AIR FORCE NEWS
AFA NEWS: Air Force Adapting Acquisition for Digital Age
9/20/2022
By Mikayla Easley
By Mikayla Easley

From high-end aircraft to integrated command-and-control systems, the Air Force has its hands full as it works to bring a number of new capabilities into the hands of warfighters. In the process, the service has been revising its acquisition strategies that both speeds up the timeline and accommodates rapid updates, said Andrew Hunter, assistant secretary of the Air Force for acquisition, technology and logistics.
The purpose is to reform acquisition so that it aligns with the capabilities the Air Force needs, which in many cases rely on software and other digital technologies, he noted during a panel discussion at the Air and Space Force Association’s annual conference in National Harbor, Maryland.
He pointed to the seven operational imperatives identified by Secretary of the Air Force Frank Kendall as main drivers for the change of pace in acquisition. The imperatives, which serve as roadmaps for the service’s modernization efforts, include programs like the the next generation air dominance family of systems and the Advanced Battle Management System — the service’s contribution to the Pentagon-wide effort to connect sensors and shooters across battlefields known as joint all-domain command and control, or JADC2.
“We have to have different business arrangements and different processes to be successful today, much faster, more iterative, to be able to deliver increments of capability in weeks and months — rather than years,” he said.
Leaning on digital technologies in the acquisition process has already demonstrated some advantages, including a much higher level of capability maturity earlier in the design process, Hunter said.
In addition, these capabilities will allow the Air Force to accelerate “not just for the initial delivery, but in perpetuity,” said Gen. Duke Richardson, commander of Air Force Materiel Command.
“When we get into the product support aspects of it, if you’ve built that digital foundation, we also think that it will actually allow us to accelerate all along the lifecycle, especially as we get into lots of new products,” he said.
A key aspect of that will be creating a more digital-focused workforce, Richardson said.
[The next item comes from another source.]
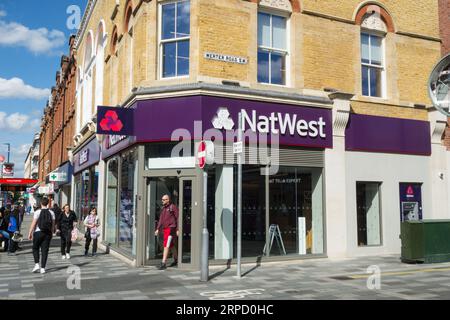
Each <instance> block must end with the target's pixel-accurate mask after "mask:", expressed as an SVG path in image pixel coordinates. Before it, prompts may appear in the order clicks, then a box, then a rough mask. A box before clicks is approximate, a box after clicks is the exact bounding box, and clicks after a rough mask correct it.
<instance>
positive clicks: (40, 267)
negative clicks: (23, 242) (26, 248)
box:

Leveraging digital technologies will likely require more trained personnel for Air Force Material Command, he said, adding that he didn’t believe it would save the service a significant amount of funds.
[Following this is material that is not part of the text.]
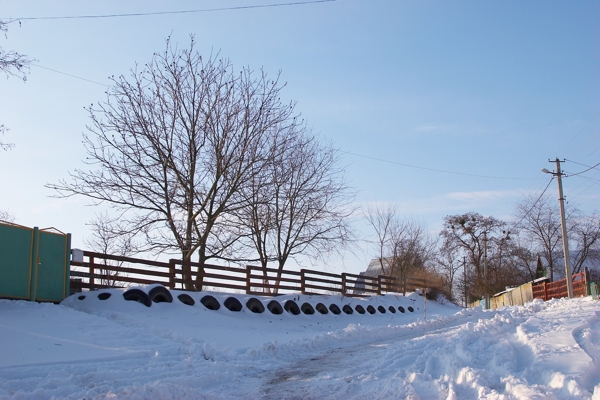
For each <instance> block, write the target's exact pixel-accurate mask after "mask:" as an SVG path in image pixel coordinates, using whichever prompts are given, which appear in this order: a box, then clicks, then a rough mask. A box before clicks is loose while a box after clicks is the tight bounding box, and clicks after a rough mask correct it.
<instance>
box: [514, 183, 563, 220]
mask: <svg viewBox="0 0 600 400" xmlns="http://www.w3.org/2000/svg"><path fill="white" fill-rule="evenodd" d="M553 180H554V176H552V177H551V178H550V181H549V182H548V184H547V185H546V187H545V188H544V190H543V191H542V193H541V194H540V195H539V197H538V198H537V200H536V201H535V202H534V203H533V204H532V206H531V208H529V210H527V212H526V213H525V215H523V216H522V217H521V219H520V220H519V222H517V223H516V224H515V225H514V226H517V227H518V226H519V225H520V224H521V222H522V221H523V220H524V219H525V218H526V217H527V216H528V215H529V213H530V212H531V211H533V208H534V207H535V206H536V205H537V203H538V201H540V199H541V198H542V196H543V195H544V193H546V190H548V188H549V187H550V184H551V183H552V181H553Z"/></svg>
The digital components for many of the Air Force’s upcoming platforms are also changing how the service works with industry and open doors for new collaborators, Hunter said.
Many of the Air Force’s upcoming capabilities require expertise and organizational complexities that will require a team of industry partners, rather than one prime contractor working on a program, he added, citing ABMS as an example.
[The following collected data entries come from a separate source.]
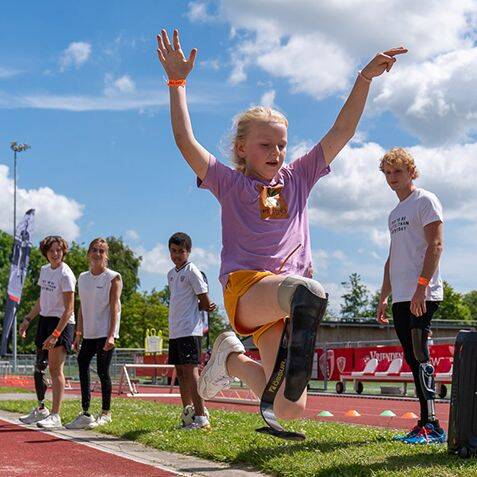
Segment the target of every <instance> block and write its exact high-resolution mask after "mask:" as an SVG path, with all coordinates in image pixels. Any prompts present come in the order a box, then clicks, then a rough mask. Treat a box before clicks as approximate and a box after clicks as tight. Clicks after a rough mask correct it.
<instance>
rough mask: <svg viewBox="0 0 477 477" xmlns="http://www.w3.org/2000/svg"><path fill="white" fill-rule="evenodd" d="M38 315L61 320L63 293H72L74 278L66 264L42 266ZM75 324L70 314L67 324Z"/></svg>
mask: <svg viewBox="0 0 477 477" xmlns="http://www.w3.org/2000/svg"><path fill="white" fill-rule="evenodd" d="M38 285H40V288H41V290H40V315H41V316H56V317H58V318H61V317H62V315H63V313H64V311H65V302H64V300H63V292H71V291H72V292H74V291H75V286H76V278H75V276H74V274H73V272H72V271H71V268H70V267H68V265H66V263H63V262H62V263H61V265H60V266H59V267H56V268H51V264H48V265H43V266H42V267H41V270H40V278H38ZM74 322H75V315H74V312H73V313H72V314H71V316H70V318H69V320H68V323H74Z"/></svg>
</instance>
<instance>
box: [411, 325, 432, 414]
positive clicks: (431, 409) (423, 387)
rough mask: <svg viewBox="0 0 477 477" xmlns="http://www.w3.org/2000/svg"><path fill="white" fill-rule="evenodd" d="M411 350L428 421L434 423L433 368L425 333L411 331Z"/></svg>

“When it comes to some of these problems with enormous technical and organizational complexity, they’re bigger than one company on its own, and so you need a team,” he said. “That’s how we’re approaching several initiatives.”
Richardson also highlighted collaborative combat aircraft, or drones that will fly in formation alongside manned aircraft, as another “huge opportunity.”
“Not only will we apply digital material management techniques to that from the very start, but [also] in terms of across all sectors that we have,” he said. “That, I think, is pretty pervasive.”
As the Air Force continues transforming acquisition, it will have to keep priorities on capabilities that apply to Kendall’s operational imperatives, Hunter added.
“Prioritization has a flip side of the coin. It’s still critical that we divest the things that aren’t fit to fight,” he said. “We’re going to have to probably be careful about how we apply resources to things that we don’t see as directly relevant to the operational imperatives.”